TPMs are not unlocked if they can't validate the boot chain (live cd), so you'd need the disk password (and full user password).

Did a Windows 10 Pro install just a couple days ago and BitLocker still wasn't on by default.
I think it's only turned on when you connect it to an online account.

It's still possible to only use a local one, but it's in an unexpected place, so I expect most people to go the online route.

indeed, only when using a microsoft account, which by the way is now required in the latest isos. you can still bypass it but it requires being offline for the install. that being said, there are still many laptops with older windows version preinstalled that do not have the requirement; however users that don't care about this will just click the MS account option because the button was kind of hidden.

their reason for this is that you need to save the bitlocker recovery key somewhere, and they don't trust the users to do it properly (not even mentionning the UI for this would be horrendous) so it saves it to OneDrive.

It's actually still there and no need to be offline. Tested this the other with a brand new win11 22h2 install drive.

The workaround is to click "connect to my work account", then "domain join". Not Azure AD, but regular AD. This then presents you with the classic offline account creation dialog. It doesn't even ask you what the domain is.

dont you disable secure boot and go to legacy mode ? i do when i install linux or windows both as a habit
I haven't performed a single windows install since 2013ish (was it 8.0 beta?), but I'm saying this based on how often I see it enabled. Companies do it, and probably manufacturers too. I'm less sure about the install media, true.

Regarding secureboot, I went through the pain of configuring it under Linux (creating and importing my own keys), before realizing it was of little use without a TPM. Turns out both Windows and Linux can't "own" the TPM at the same time, IIRC (work laptop has a windows partition). I ended up learning my randomly generated >15 char disk decryption password by heart.
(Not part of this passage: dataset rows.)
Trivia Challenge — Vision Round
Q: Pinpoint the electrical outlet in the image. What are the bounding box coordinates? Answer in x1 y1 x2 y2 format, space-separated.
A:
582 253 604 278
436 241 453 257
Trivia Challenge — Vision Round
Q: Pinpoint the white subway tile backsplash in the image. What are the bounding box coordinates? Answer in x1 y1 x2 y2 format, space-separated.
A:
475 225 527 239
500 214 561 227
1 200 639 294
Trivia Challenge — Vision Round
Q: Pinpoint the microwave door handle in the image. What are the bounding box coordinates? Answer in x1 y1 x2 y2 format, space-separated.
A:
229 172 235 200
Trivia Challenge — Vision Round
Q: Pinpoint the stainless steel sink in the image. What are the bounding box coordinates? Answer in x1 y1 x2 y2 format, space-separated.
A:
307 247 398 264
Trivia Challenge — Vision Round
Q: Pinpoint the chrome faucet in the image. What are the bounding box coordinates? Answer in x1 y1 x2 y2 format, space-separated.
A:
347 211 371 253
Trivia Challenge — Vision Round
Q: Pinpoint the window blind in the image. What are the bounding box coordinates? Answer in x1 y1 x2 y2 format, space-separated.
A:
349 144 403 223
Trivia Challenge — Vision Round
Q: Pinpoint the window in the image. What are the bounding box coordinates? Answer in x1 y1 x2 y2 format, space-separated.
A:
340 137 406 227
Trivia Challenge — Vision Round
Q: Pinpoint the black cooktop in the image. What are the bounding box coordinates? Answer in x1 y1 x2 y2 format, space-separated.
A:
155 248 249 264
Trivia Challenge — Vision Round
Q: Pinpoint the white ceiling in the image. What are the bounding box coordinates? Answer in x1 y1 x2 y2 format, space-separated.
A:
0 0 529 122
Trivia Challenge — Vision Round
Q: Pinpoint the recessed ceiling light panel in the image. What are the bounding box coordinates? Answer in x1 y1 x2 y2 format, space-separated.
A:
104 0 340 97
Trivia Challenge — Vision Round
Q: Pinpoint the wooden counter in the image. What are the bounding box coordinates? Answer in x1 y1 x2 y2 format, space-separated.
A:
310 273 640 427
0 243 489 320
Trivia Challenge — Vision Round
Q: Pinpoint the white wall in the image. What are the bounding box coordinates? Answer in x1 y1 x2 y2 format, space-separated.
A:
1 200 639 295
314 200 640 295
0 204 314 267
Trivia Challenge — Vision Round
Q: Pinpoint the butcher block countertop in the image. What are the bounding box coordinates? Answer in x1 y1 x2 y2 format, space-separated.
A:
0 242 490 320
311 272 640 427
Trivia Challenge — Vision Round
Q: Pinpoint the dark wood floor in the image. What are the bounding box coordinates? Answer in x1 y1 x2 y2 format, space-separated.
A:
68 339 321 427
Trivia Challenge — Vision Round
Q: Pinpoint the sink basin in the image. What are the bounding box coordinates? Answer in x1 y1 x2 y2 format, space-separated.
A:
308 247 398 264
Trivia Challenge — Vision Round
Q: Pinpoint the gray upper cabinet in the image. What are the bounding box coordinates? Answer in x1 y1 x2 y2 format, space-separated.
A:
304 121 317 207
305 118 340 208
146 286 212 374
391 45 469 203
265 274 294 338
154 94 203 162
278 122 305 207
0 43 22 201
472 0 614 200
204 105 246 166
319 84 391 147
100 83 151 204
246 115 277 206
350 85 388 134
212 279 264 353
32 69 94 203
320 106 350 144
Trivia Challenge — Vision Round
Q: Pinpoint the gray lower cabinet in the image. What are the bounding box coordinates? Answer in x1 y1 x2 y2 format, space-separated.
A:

On my work laptop, on which I dual boot Arch and Windows, I've just signed MS's keys with my own key and disabled booting from anything else than the internal drive.

I'm not sure what you mean by "legacy mode", but I'd expect that to mean "BIOS compatibility mode", and that's not really related (apart from presumably disabling secure boot). I actually prefer UEFI, this allows me to avoid wasting time with a classic bootloader.